Del pasado se posee una impresión enteramente frágil y huidiza. Sabemos que hemos vivido porque la memoria nos restituye los datos cabales, las imágenes exactas, las emociones puntuales, pero del mismo modo aceptamos la ficción. Podríamos inferir que la vida que hemos dejado atrás es una ficción más. Que todo lo que no es ya visible ni se puede evaluar con el rigor de los sentidos no existe. Piensa uno: yo no fui a Galicia hace algunos veranos. O yo no jugué al fútbol, siendo niño, en la plaza de Zaragoza, en el Sector Sur de Córdoba. O yo no compraba discos de jazz de segunda mano en una tienda cerca de la Corredera. O yo no leí con fascinación los cómics de la Marvel. O yo no pensé en Kafka ni el Golem al pasear una noche las calles de Praga. Ninguna de esas cosas sucedieron verdaderamente. Algo me dice que sí, que ocurrieron, pero no debo fiarme de la memoria. La memoria, las más de las veces, es un juguete roto, el único del que tenemos una propiedad fiable, y no siempre. Es la misma memoria falible que altera a su antojo la vida. No sabemos nada. No tenemos registros de lo que ocupa los días y ocupa las noches de la existencia que atesoramos. Porque vivir, a pesar de todo, es un prodigio, es uno de esos tesoros inviolables, inargumentables, inasequibles al desencanto, inefables, por más que haya quebrantos que lo fracturen, por más que el olvido lo vacíe de nombres y de gestos, de lugares y de caricias.

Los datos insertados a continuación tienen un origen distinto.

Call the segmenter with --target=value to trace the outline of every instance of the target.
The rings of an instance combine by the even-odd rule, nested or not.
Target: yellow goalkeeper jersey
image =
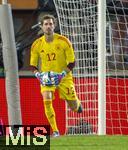
[[[41,72],[62,72],[69,63],[75,61],[71,42],[56,33],[53,41],[49,43],[45,41],[44,36],[38,38],[31,47],[30,65],[38,67],[39,60]]]

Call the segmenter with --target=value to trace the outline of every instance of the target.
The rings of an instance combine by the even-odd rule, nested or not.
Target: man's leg
[[[46,91],[46,92],[43,92],[42,95],[43,95],[43,100],[44,100],[45,115],[49,121],[49,124],[53,132],[58,132],[55,111],[52,105],[53,92]]]

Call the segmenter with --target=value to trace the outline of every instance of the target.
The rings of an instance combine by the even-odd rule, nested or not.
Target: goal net
[[[83,113],[67,109],[67,134],[98,132],[98,0],[54,0],[61,34],[75,49],[73,70]],[[106,133],[128,134],[128,2],[106,5]],[[102,27],[101,27],[102,28]]]

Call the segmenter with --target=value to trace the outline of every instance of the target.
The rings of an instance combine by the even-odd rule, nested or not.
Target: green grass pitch
[[[52,138],[50,150],[128,150],[128,136],[62,136]]]
[[[128,150],[128,136],[72,135],[50,139],[50,150]],[[47,150],[31,146],[0,146],[0,150]]]

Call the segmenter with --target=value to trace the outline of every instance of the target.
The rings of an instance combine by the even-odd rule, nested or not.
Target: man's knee
[[[52,91],[45,91],[42,93],[44,100],[52,100],[53,99],[53,92]]]

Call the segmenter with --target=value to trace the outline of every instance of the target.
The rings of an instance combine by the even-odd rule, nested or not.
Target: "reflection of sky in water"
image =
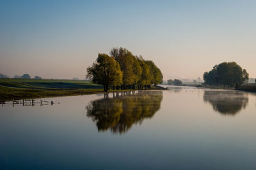
[[[179,90],[0,107],[1,168],[255,169],[256,96]],[[111,121],[99,118],[102,111]]]
[[[154,116],[160,109],[163,92],[115,92],[112,96],[91,101],[86,106],[87,116],[96,122],[99,131],[110,129],[122,133],[133,124],[141,124],[143,119]]]

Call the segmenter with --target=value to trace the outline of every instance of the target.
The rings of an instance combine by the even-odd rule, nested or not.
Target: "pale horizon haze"
[[[0,73],[84,78],[124,47],[164,80],[235,61],[256,78],[256,1],[1,1]]]

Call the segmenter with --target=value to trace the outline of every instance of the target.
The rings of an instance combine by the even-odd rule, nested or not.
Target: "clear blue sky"
[[[224,61],[256,77],[256,1],[1,1],[0,73],[84,78],[98,53],[125,47],[164,78]]]

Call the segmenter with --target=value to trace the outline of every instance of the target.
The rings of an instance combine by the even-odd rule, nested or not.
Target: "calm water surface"
[[[255,94],[172,87],[45,100],[56,104],[0,106],[0,169],[256,169]]]

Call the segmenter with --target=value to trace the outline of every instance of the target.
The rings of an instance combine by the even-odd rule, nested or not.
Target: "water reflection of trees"
[[[87,117],[96,122],[99,131],[110,129],[113,133],[127,132],[134,124],[141,124],[152,118],[160,109],[163,92],[115,92],[103,99],[91,101],[87,106]]]
[[[234,115],[248,103],[248,94],[239,91],[205,91],[204,100],[212,105],[213,110],[223,115]]]

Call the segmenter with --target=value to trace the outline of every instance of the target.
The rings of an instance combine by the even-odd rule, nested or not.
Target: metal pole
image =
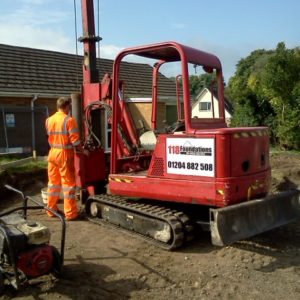
[[[32,133],[32,157],[36,159],[36,145],[35,145],[35,120],[34,120],[34,101],[37,100],[37,95],[31,99],[31,133]]]
[[[5,143],[6,143],[6,152],[8,152],[9,146],[8,146],[4,108],[2,108],[2,117],[3,117],[3,129],[4,129],[4,136],[5,136]]]

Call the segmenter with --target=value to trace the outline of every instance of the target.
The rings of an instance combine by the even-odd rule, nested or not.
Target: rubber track
[[[126,210],[128,213],[135,213],[150,220],[156,219],[166,222],[171,227],[172,241],[164,243],[141,233],[134,232],[118,225],[109,223],[101,218],[92,217],[90,215],[90,205],[92,202],[98,202],[100,204],[108,205],[114,208],[120,208],[122,210]],[[138,236],[146,240],[147,242],[165,250],[173,250],[179,248],[183,246],[186,241],[189,241],[193,238],[193,228],[190,225],[189,218],[183,212],[169,209],[164,206],[151,205],[146,202],[141,202],[140,200],[136,202],[120,196],[95,195],[87,200],[86,212],[89,216],[89,220],[94,223],[109,225],[110,227],[118,228],[119,230],[122,229],[127,233]]]

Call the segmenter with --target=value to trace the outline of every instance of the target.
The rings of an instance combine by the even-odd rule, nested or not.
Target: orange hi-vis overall
[[[76,120],[64,112],[56,112],[46,120],[48,142],[48,207],[57,211],[61,188],[66,219],[78,216],[75,198],[74,147],[80,144]],[[47,212],[49,216],[52,213]]]

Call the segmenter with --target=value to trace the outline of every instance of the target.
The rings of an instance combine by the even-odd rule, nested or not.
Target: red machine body
[[[147,151],[126,158],[118,155],[117,128],[122,111],[118,93],[121,60],[129,54],[182,64],[184,130],[158,134]],[[216,70],[218,116],[198,119],[191,114],[188,63]],[[158,64],[159,66],[162,64]],[[153,72],[153,82],[158,82]],[[226,128],[221,63],[212,54],[175,42],[126,49],[115,60],[113,132],[109,188],[117,195],[224,207],[264,196],[270,181],[268,130],[265,127]],[[152,124],[156,129],[157,89],[153,94]],[[179,110],[178,110],[179,111]],[[124,170],[127,161],[140,161],[140,172]],[[147,167],[143,167],[146,165]],[[149,167],[148,167],[149,166]]]
[[[93,1],[82,0],[82,13],[83,37],[80,40],[84,43],[82,107],[85,116],[82,134],[88,140],[92,126],[96,130],[103,127],[103,110],[110,107],[106,122],[112,128],[112,139],[111,153],[105,154],[103,147],[99,146],[89,157],[77,155],[78,186],[86,187],[93,195],[97,184],[105,184],[109,178],[109,190],[116,195],[214,207],[267,194],[270,182],[268,130],[265,127],[227,128],[222,66],[215,55],[176,42],[128,48],[115,59],[113,80],[105,75],[99,83],[95,43],[100,38],[95,36]],[[120,68],[127,55],[157,61],[153,68],[153,132],[157,130],[159,69],[176,61],[181,64],[176,93],[177,118],[183,130],[155,133],[157,143],[152,150],[141,146],[124,98]],[[214,108],[213,118],[192,116],[188,64],[216,73],[218,107]],[[182,80],[181,91],[178,77]],[[180,102],[180,92],[183,103]],[[93,111],[100,112],[96,118],[98,123],[87,124]],[[190,151],[184,151],[185,148]]]
[[[75,167],[78,185],[90,196],[85,201],[90,217],[137,232],[164,249],[174,249],[192,238],[197,224],[211,231],[215,245],[224,245],[300,215],[298,192],[265,197],[271,178],[268,129],[228,128],[218,57],[176,42],[127,48],[114,61],[112,80],[106,74],[99,83],[95,43],[100,38],[95,36],[92,0],[82,0],[82,12],[84,61],[79,106],[83,112],[79,116],[84,116],[82,135],[91,154],[77,156]],[[142,131],[126,102],[126,86],[132,85],[128,82],[132,78],[124,82],[122,65],[128,55],[155,61],[151,122]],[[159,71],[172,63],[180,66],[174,84],[177,122],[159,128]],[[193,66],[216,78],[217,101],[211,97],[210,116],[199,117],[194,111],[190,94]],[[100,141],[108,127],[111,150],[105,152]],[[108,193],[97,195],[103,187]]]
[[[53,247],[43,245],[19,253],[17,267],[29,277],[49,273],[53,268]]]

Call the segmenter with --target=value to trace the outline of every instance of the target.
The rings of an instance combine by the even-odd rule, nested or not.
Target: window
[[[108,123],[108,114],[105,111],[105,151],[111,151],[111,124]]]
[[[208,111],[211,110],[210,102],[200,102],[199,103],[199,111]]]

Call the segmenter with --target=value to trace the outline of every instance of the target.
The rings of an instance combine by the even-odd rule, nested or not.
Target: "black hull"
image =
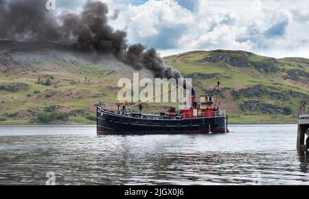
[[[133,118],[97,108],[97,134],[207,134],[223,133],[227,116],[183,119]]]

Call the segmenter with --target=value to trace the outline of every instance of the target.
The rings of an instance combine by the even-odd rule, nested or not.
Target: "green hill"
[[[109,59],[87,62],[55,44],[29,45],[0,41],[0,124],[95,124],[100,99],[116,108],[121,65]],[[165,59],[192,78],[198,95],[220,80],[221,108],[228,110],[233,123],[295,121],[299,100],[309,96],[307,59],[222,50]],[[144,111],[158,113],[170,105],[177,104],[147,104]]]

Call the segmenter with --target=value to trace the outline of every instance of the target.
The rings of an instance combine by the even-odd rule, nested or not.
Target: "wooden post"
[[[307,100],[301,100],[299,103],[299,115],[307,114]]]
[[[306,143],[305,143],[305,135],[308,133],[308,129],[309,127],[309,124],[306,124],[306,118],[303,118],[303,115],[307,114],[307,100],[301,100],[299,103],[299,117],[298,117],[298,130],[297,130],[297,150],[305,151],[308,149],[309,143],[308,143],[308,139],[307,139]],[[306,120],[305,120],[306,119]]]
[[[297,150],[304,150],[305,147],[305,133],[306,129],[304,125],[298,125],[297,130]]]

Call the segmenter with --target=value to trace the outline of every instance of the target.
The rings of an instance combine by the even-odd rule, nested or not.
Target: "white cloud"
[[[176,0],[128,5],[122,14],[129,41],[163,54],[225,49],[309,57],[308,0],[197,0],[194,5],[192,10]]]

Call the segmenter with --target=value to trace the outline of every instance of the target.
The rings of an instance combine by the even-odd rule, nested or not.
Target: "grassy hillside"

La piel se cuartea a poco que se apremia a vivir. No tiene con qué explicar el origen de todas esas formidables arrugas que la surca. Es una travesía breve su viaje. Solo tenemos el ahora, el pasar majestuoso de las horas, no el vuelo de los años. Con lo pequeño, vivimos. En lo pequeño, estamos. Lo tremendamente grande, lo que solo se deja describir con grandes palabras y con grandes relojes, se nos escapa. Está en fuga ya en el mismo instante en que dejó de suceder. El tiempo, del que estamos hechos, es una broma estupenda, un fraude colosal, uno de esos argumentos que no comprendemos, pero que invariblemente hechizan. No sé qué fuego me quema, pero ardo. Si me lo preguntan, no sé qué es el tiempo, decían los filósofos. No me lo pregunten. No me pongan a pensar. Las cosas importantes de esta vida (el amor y la fe a la cabeza) no son asuntos del pensamiento. Los conduce el corazón. Los malogra el corazón también. Mis dudas son las comunes. Mis desvelos, los previsibles. No sé a qué velocidad mi alma modela su bienestar. No sé qué puedo hacer yo para que vaya más lento todo. Supongo que es la lentitud lo que se anda buscando en estos asuntos. A esta altura de la trama, viene bien un poco de lentitud. La ecuación se resuelve así. La incógnita, el tiempo, se despeja sin que en ningún momento se advierta excesiva pompa. Y de lo que nada sabemos, de lo que está por venir, nada digamos. No estropeemos la intriga, toda esa dulce sensación de asombro que todavía adoramos. Será el asombro el que hace que el mundo gire. El asombro fascina por lo que tiene de fantasma. Cada uno maquina los suyos: ellos nos curten, hasta nos justifican. La misma fe es una extensión prodigiosa de ese informe inventario de emociones con las que alimentamos el alma. Qué será el alma. Qué hay adentro suya que todavía no nos pertenece.